Kişi Allah'ı dost ve yardımcı edinirse .. ?

Ahmet.1

Well-known member
Kişi Allah'ı dost ve yardımcı edinirse, yalnızca Allah'a dayanıp güvenirse, Allah'ı vekil tutarsa Allah bu kimseye yardım eder mi?

Allah'ı dost ve yardımcı edinen kişiye, Allah da dost ve yardımcı olur ve onun muradını elbette verir. Allah ahirette de dünyada da mümin dostlarını hep aziz kılmıştır.

"Ey iman edenler, eğer siz Allah'a (Allah adına İslam'a ve Müslümanlara) yardım ederseniz, O da size yardım eder ve sizin ayaklarınızı sağlamlaştırır." (Muhammed, 47/7)

İnsanın hem dünyada hem de ahirette tek bir gerçek dostu vardır.

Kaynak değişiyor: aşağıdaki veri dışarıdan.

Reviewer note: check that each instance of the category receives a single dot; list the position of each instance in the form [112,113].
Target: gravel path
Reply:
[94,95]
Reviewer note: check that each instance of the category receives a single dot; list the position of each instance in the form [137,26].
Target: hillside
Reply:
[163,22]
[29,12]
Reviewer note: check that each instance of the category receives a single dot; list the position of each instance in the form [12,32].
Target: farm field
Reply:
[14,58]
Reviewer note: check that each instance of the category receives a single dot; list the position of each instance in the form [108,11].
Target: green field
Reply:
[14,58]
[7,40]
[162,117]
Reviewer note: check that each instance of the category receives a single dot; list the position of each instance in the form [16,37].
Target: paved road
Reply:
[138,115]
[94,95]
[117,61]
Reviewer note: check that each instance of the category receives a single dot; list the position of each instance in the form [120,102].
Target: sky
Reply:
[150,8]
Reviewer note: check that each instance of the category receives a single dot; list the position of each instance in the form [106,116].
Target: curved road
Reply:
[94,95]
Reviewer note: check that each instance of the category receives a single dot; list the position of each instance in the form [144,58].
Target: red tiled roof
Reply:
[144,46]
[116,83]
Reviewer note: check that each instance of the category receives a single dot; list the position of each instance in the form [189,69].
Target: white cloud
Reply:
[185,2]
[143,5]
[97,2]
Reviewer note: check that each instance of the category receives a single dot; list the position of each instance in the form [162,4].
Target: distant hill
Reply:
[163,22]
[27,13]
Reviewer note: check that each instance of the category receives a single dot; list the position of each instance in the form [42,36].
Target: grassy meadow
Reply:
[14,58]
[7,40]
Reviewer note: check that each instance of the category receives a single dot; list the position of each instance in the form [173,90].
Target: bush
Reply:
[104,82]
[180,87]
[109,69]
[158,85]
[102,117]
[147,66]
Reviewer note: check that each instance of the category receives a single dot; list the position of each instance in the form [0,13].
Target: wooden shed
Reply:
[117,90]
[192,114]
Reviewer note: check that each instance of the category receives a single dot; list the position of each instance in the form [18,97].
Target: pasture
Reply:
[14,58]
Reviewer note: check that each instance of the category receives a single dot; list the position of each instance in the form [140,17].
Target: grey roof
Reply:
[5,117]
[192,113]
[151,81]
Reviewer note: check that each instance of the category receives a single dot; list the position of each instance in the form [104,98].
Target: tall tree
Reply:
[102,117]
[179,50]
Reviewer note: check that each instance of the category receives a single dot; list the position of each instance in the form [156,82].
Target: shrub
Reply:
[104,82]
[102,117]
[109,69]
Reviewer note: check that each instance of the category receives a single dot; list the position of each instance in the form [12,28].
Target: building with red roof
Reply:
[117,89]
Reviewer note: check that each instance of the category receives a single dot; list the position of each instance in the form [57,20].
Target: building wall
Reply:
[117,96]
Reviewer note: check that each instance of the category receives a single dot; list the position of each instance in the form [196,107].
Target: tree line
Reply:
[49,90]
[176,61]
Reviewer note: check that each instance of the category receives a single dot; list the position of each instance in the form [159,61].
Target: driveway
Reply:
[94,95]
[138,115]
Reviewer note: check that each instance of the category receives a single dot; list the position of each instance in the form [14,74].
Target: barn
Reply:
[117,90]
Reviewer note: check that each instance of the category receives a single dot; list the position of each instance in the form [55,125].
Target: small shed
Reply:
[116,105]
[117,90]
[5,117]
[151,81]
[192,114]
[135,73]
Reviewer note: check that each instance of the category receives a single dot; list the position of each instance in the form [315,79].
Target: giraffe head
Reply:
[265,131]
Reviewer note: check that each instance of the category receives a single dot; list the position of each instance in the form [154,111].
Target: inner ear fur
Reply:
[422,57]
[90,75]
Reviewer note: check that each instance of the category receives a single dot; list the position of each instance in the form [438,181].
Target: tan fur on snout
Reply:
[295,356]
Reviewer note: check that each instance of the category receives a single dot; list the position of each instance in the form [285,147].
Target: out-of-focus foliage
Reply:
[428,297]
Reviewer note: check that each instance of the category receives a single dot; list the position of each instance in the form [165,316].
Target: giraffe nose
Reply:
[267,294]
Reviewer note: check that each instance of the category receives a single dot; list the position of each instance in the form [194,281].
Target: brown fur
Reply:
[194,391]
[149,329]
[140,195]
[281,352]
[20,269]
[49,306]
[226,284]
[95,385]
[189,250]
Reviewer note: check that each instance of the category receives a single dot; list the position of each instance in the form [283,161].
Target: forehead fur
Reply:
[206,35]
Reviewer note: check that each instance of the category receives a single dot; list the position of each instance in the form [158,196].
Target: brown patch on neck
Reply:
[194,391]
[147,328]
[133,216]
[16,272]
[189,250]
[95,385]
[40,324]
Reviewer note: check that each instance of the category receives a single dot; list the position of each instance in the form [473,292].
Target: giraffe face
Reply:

Bu dost onu hiçbir zaman bırakıp gitmez, asla terk etmez, her zorlukta yanındadır ve ona yardımcıdır. Doğduğu günden öldüğü güne kadar daima onunla birliktedir. Onu düşmanlarına karşı korur. Onun için herkesten daha güvenilirdir, daima karşılıksız armağan edendir. Kuşkusuz bu dost alemlerin Rabbi olan Yüce Allah'tır. Allah, müminlerin en çok güvendiği, en yakın dostudur.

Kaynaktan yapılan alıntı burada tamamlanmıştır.